The only real complaint about the Joeckel pick is that it was a waste to pick a RT #2. Bradley and Caldwell most certainly understand positional value, so why would they use this pick for a RT? For one, Joeckel was the #1 player on their board. Even if the Chiefs took Joeckel, Caldwell and Bradley stated in a presser that Fisher would have been the other choice. These two fully understand that a pass rusher holds more value than a RT. So, in choosing Joeckel, they essentially told us they had Jordan and Ansah graded much lower than Fisher and Joeckel. When looking at their board they probably saw three things that led them to RT. The most obvious is that Joeckel and Fisher were probably the two highest rated players on the board, regardless of poistion, and not just ahead of Ansah and Jordan. Second, the talent drop off from round 1 to round 2 was the most significant for the OT, compared to other needs.This became even more true with the reach of several prospects late in day 1.CB was especially deep and S had enough talent to wait until the 2nd. Third, who else graded out high enough to take #2. Sharrif Floyd would have been a popular choice pre-draft. Apparently NFL GM's didn't agree. Dion Jordan? A player with limited production in a pass happy PAC-12 coming off an injury? I'll admit that I would have liked the Jordan pick. Hell, I though the reports of an interest in OT was a smoke screen. Looking at the tape, it is hard to argue that Jordan is the same level prospect as Joeckel. In the end, Caldwell chose the highest rated player, in an area of need, with lower positional value; over a player at another area of need, with a lower grade and higher positional value.
3) They didn't like the DE talent outside round 1.

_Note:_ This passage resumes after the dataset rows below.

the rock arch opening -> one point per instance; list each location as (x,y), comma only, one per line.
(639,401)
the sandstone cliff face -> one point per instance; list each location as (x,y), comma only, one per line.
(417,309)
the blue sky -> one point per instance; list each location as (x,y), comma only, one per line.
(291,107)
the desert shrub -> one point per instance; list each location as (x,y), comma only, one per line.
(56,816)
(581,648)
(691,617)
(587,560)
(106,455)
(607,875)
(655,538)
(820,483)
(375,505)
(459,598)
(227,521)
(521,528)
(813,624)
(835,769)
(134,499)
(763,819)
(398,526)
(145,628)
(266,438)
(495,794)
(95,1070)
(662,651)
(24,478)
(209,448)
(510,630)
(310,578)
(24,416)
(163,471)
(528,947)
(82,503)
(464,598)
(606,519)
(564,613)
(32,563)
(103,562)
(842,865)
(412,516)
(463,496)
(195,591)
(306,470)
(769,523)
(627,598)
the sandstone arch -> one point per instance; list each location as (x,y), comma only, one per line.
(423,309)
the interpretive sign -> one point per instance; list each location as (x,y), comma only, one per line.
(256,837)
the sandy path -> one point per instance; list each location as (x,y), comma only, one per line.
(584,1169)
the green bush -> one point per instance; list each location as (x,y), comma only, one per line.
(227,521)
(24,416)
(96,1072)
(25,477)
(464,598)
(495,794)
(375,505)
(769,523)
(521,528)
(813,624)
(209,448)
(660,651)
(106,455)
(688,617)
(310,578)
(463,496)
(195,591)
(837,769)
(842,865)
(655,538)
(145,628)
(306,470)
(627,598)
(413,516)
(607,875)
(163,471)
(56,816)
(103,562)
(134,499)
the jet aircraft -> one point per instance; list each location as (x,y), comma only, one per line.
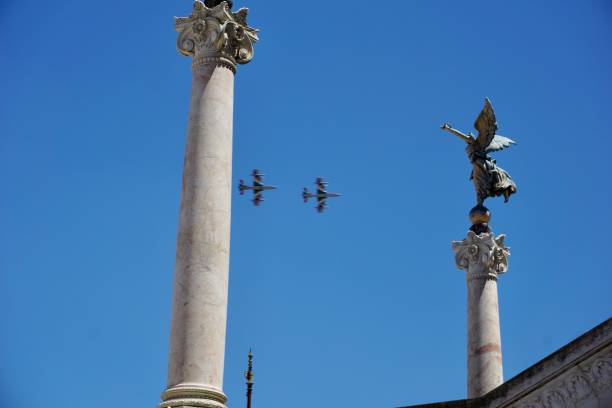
(258,187)
(321,195)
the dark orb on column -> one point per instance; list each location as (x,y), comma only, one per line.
(215,3)
(480,217)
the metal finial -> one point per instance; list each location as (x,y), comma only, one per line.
(249,377)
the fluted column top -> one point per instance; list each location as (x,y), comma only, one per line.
(216,35)
(482,256)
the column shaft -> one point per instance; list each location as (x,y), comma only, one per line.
(485,370)
(197,339)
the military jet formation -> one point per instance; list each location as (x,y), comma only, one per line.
(259,187)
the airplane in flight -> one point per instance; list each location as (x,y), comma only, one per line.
(258,187)
(321,195)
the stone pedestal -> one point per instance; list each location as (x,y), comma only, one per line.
(217,39)
(484,257)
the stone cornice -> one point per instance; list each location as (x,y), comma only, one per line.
(483,256)
(195,395)
(216,36)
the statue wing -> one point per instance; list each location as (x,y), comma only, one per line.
(499,143)
(486,124)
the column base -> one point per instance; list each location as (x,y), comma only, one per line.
(192,396)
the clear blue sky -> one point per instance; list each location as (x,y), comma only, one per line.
(361,306)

This is such a glaring need, why wasn't it addressed? Well. part of this question I touched on earlier in regards to Ansah and Jordan. I state #3 this way because I have no doubt they liked Jordan, Ansah and Mingo(among others) that went in round 1. Carradine and Hunt could have been taken in round 2. With the "we need starters" attitude in the first 3 rounds, they didn't meet the criteria. Carradine likely due to injury and it is no secret that Hunt is a project. DaMontre Moore doesn't seem like a scheme fit and Lemonier was very similar to Andre Branch. To top it all off, they would have to beat out Babin. Safe to say that was unlikely to happen. The one that I don't understand was passing on Okafor in round 4. With the approach being to get effective rotational or role players, I thought for sure he was going to be the pick. Instead they picked Sanders in the 4th then shoelace in the fifth. Which means......
4) This won't be the same 'ol Jacksonville.

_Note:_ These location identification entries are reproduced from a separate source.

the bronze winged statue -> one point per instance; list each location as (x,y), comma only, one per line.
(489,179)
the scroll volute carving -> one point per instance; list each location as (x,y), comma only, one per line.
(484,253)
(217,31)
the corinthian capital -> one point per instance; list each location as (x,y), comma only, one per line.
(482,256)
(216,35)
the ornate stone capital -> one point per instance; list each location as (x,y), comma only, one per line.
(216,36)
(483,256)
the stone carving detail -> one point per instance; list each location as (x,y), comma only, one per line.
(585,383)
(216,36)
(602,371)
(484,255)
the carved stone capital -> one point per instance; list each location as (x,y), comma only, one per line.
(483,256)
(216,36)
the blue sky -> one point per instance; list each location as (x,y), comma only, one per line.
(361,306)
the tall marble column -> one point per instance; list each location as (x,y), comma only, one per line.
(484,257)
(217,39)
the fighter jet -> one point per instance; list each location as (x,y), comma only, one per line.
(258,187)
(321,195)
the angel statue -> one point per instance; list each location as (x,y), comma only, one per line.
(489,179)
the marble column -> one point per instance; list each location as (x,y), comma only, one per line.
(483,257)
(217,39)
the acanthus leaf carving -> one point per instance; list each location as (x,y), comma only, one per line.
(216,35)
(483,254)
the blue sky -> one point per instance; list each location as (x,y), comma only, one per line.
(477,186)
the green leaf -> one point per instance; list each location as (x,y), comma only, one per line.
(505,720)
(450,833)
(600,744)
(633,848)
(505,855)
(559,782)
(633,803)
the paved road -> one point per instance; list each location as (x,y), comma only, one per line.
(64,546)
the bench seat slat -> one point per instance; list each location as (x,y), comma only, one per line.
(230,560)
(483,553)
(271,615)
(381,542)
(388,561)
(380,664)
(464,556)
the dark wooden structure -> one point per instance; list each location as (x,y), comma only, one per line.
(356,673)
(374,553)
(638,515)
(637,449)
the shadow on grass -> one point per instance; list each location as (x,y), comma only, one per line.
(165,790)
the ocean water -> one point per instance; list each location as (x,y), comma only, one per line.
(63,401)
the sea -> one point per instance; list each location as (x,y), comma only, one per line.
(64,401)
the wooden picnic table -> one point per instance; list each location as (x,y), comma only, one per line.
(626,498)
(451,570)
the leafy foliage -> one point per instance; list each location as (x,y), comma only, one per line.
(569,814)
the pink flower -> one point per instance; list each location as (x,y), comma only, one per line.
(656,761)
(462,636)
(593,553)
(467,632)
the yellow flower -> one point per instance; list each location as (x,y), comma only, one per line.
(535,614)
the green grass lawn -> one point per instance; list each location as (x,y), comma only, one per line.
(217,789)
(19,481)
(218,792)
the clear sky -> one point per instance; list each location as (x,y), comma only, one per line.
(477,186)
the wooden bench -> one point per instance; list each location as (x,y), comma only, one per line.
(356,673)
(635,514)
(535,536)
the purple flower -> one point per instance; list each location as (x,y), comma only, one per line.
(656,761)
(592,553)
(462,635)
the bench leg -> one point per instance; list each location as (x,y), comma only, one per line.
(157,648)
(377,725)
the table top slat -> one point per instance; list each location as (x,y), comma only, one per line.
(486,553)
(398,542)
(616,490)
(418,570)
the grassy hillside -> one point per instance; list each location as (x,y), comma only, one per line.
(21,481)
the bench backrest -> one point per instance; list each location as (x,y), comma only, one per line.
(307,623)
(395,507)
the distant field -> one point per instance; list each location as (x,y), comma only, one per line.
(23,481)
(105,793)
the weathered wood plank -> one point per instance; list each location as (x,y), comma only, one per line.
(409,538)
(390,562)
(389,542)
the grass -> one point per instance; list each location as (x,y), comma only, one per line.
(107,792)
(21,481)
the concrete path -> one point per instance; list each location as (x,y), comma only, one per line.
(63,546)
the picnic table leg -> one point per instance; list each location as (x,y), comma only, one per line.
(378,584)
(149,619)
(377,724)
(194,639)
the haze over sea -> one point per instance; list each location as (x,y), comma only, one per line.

How would one describe Sanders and Robinson? Electrifying, or fast, is probably the first thing that comes to mind. Bradley said many times how he wanted to be FAST. Caldwell echoed this, also saying how when they evaluated the roster the lack of speed was noticeable. CSIII is the only guy that really stands out to me as being fast.Well, that should no longer be the case. In a power running game, such as the one we've been running for years, speed isn't as important. The drafting of Robinson and Sanders more than likely signals a change in offensive philosophy.I don't believe we are going to all of a sudden become Detroit but maybe now we won't be stuck in 1994.
5)On the surface, this appears to be a good draft.
In the grand scheme of everything, immediate draft grades are often inaccurate. They tell you NOTHING about what will happen and are often dripping with opinions instead of objective response. However, spirits seem to be high and our grades,found here , seem to be high for the most part. If you base our draft off of a combination of prospect grades, need and scheme fit, it looks as if things are heading in the right direction.